Türkiye’deki toprakların büyük bölümünün çölleşme riskiyle karşı karşıya olduğunu vurgulayan Tugay, şunları kaydetti:
“Türkiye’deki toprakların yüzde 88’i çölleşme riskiyle karşı karşıya”
“Türkiye’deki toprakların şu anda yüzde 88’i çölleşme riskiyle karşı karşıya. Gerek havanın sıcaklığından, gerek yağmursuzluktan gerek tarımla ilgili yapılan bazı hatalardan sulama için kullanılacak kullanılan suyun toprağın tuz ve içeriğini değiştirdiği için de toprak ölüyor.

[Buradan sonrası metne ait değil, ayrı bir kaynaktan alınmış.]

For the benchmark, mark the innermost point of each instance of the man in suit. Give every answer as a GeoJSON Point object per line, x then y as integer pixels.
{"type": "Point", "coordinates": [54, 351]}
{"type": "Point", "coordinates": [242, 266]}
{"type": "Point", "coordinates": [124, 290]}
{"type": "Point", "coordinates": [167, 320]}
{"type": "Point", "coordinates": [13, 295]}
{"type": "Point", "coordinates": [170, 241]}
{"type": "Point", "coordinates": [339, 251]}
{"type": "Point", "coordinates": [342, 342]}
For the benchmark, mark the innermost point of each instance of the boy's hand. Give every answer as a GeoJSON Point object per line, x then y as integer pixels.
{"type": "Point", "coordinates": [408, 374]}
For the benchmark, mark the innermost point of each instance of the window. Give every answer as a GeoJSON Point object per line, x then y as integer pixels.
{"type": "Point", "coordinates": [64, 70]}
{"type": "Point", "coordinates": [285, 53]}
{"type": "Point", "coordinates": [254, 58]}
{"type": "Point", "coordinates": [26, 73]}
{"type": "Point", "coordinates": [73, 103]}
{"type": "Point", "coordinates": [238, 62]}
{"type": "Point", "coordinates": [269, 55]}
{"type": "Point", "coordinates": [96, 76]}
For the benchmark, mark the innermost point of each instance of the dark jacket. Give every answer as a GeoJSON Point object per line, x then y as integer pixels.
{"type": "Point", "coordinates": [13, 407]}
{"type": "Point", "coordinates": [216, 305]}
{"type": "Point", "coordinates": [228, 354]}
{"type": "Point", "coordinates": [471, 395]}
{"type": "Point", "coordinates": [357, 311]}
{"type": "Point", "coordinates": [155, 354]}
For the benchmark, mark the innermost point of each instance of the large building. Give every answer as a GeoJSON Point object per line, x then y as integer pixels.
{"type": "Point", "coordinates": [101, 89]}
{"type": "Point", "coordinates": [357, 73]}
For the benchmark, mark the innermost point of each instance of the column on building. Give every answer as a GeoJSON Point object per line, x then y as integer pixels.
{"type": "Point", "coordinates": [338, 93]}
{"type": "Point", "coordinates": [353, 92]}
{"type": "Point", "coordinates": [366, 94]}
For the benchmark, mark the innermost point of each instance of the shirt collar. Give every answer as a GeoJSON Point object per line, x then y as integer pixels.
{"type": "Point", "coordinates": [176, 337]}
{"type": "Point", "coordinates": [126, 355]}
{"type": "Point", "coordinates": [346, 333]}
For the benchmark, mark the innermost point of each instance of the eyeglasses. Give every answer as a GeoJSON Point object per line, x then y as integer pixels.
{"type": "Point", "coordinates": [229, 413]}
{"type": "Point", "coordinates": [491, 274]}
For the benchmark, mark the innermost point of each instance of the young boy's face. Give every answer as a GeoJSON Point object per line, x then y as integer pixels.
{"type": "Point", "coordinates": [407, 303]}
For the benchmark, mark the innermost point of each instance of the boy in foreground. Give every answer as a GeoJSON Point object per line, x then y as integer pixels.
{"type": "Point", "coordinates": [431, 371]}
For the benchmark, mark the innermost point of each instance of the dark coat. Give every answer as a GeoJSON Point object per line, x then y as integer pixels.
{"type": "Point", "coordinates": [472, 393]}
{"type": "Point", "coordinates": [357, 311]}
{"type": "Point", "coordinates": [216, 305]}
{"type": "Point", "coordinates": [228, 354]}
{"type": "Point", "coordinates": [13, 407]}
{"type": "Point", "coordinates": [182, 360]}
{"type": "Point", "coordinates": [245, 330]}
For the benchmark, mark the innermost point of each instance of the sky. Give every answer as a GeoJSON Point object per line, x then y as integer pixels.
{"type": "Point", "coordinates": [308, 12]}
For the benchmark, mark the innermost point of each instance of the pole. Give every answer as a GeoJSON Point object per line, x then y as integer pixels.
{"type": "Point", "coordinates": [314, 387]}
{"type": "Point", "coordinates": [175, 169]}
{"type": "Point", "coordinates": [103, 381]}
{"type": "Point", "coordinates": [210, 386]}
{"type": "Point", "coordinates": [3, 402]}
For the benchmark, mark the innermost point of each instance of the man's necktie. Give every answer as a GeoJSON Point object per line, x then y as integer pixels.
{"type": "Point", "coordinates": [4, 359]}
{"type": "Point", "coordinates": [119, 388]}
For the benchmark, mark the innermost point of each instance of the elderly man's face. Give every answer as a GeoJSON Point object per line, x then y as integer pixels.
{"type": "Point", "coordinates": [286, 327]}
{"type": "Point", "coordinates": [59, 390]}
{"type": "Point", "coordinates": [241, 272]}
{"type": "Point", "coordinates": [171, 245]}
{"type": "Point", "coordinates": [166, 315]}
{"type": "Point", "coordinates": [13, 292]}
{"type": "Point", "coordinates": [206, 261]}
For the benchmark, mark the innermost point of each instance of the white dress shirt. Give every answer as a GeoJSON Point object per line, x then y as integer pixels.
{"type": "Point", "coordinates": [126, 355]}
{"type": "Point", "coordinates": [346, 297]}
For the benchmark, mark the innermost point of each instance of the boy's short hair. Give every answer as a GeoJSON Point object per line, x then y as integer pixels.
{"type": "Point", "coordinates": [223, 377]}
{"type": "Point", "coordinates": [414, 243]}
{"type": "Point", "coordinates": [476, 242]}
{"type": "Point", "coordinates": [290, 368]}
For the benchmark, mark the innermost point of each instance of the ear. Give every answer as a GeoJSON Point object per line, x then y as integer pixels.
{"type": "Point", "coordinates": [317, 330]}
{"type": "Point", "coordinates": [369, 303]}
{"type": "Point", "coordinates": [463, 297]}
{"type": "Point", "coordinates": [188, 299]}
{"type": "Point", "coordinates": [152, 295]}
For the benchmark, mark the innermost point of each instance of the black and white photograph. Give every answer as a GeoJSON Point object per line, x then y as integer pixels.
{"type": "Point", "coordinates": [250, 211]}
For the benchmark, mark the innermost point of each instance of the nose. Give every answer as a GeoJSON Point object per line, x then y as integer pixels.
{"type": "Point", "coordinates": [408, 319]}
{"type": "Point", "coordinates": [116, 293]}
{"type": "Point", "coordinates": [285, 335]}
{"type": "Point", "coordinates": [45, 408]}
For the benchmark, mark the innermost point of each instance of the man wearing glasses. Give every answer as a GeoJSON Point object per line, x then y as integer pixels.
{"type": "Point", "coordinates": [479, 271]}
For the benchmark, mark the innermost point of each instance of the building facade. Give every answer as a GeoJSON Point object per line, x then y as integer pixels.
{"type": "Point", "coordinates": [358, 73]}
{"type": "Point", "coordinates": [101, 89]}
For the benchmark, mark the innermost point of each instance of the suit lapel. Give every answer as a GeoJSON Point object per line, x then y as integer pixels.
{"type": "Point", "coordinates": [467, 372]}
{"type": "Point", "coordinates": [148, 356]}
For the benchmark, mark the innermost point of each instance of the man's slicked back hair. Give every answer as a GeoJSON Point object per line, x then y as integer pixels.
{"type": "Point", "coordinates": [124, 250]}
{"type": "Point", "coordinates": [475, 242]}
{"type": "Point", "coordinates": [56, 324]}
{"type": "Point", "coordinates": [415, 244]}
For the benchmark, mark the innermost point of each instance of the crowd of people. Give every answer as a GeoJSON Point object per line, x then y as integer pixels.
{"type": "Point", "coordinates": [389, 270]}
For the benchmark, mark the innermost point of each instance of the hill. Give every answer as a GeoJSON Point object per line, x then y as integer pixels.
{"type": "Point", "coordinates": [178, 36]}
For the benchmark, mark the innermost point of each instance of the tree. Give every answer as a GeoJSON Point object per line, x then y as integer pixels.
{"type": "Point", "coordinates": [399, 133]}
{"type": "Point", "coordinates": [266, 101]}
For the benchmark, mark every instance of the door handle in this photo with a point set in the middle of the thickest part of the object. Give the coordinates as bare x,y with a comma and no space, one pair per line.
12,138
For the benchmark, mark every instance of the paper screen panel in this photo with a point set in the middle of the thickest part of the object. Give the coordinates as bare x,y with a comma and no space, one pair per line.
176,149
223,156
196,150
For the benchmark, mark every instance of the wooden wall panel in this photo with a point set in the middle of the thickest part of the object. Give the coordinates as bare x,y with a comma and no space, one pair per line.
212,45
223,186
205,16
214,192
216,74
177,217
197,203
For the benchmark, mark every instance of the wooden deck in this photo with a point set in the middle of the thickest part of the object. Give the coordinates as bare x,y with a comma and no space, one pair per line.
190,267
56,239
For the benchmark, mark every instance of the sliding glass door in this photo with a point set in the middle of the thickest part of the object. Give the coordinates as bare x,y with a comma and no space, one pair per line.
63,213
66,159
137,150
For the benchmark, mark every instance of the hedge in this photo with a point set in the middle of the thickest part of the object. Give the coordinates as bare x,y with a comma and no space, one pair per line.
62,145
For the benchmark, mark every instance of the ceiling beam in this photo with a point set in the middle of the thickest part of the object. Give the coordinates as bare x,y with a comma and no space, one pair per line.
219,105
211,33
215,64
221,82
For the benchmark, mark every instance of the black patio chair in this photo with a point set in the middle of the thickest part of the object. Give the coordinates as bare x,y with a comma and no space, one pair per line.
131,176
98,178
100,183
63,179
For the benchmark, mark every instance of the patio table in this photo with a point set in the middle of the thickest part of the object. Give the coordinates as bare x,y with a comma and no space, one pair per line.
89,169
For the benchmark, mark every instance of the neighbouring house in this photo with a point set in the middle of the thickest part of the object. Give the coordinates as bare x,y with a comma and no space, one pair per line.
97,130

Bütün bunları bir araya getirdiğiniz zaman şu gün itibarıyla zaten topraklarımız önemli ölçüde verimsiz hale gelmiş durumda. Tarımla uğraşan, çiftçilikle uğraşan, herkes biliyor ki o gübrelemeyi yapmazsak onu doğru şekilde desteklemezsek topraktan verim alamıyor çiftçiler. Bunun nedeni toprağın organik içeriğinin kaybedilmiş olması ve tuzlanması, asitlenmesi. Yüzde 88 çölleşme riski var diyoruz ama zaten bir ölçüde gerçekleşmiş durumda. Bir ölçüde toprak canlılığını kaybetmiş, verimliliğini kaybetmiş durumda. Bir taraftan yoksulluk önemli, bir tarafta işsizlik önemli diyoruz. Bir tarafta pahalılık var diyoruz ama arka planına baktığınız zaman işte toprağından verim alamayan çiftçiler çiftçilik yapmak istemeyen genç nesiller. Ekse de bunun karşısında kaliteli ve yeterli verim alamayan mahsul alamayan insanlar gıda enflasyonu ve üretilen şeylerin, kalite şişliği bundan doğal, sağlıksızlık, sağlıksızlıktan doğan daha fazla sağlık hizmeti maliyetinin yüksekliği her şey böyle zincirleme ilerliyor.”
İklim krizinin ekonomik etkilerine de değinen Cemil Tugay, sözlerini şöyle tamamladı:
“İçinde bulunduğumuz olumsuz iklim koşullarının ülkemize getirdiği mali yükü hesaplasak yani bütçemizin eminim en az yarısı şu anda buraya gidiyor. Bu olumsuzlukları gidermek için yapılacak ekstra masraflara gediyor. Ülkemiz niye fakirleşsin? Niye milli servetimizden kaybedelim? Bunların durması lazım. Böylesine basit bir gerçek var ortada. İklim krizinin durdurmak, karbon emisyonunu durdurmak, karbon emisyonunu nötr hale getirmek bunu bir şekilde yok edebildiğimiz kadar üretebilmek temel prensip ve bu imkansız değil. Sadece önce bilinç sonra ne yapılması gerektiğine dair bir planla bu işe bakmamız lazım. Bunların konuşulacağı, çalışılacağı, planlanacağı, uygulamada insanların birbirine örnek olacağı yer yine Türkiye Sağlıklı Kentler Birliği. O nedenle ben bu dönem birlik görevini üstlenmiş olan bir arkadaşımız olarak bu konuyla ilgili kurumlarınızı tekrar gözden geçirmeye ve bir dayanışma içerisinde daha etkili eylem planları yapmak için çaba göstermeye davet ediyorum.”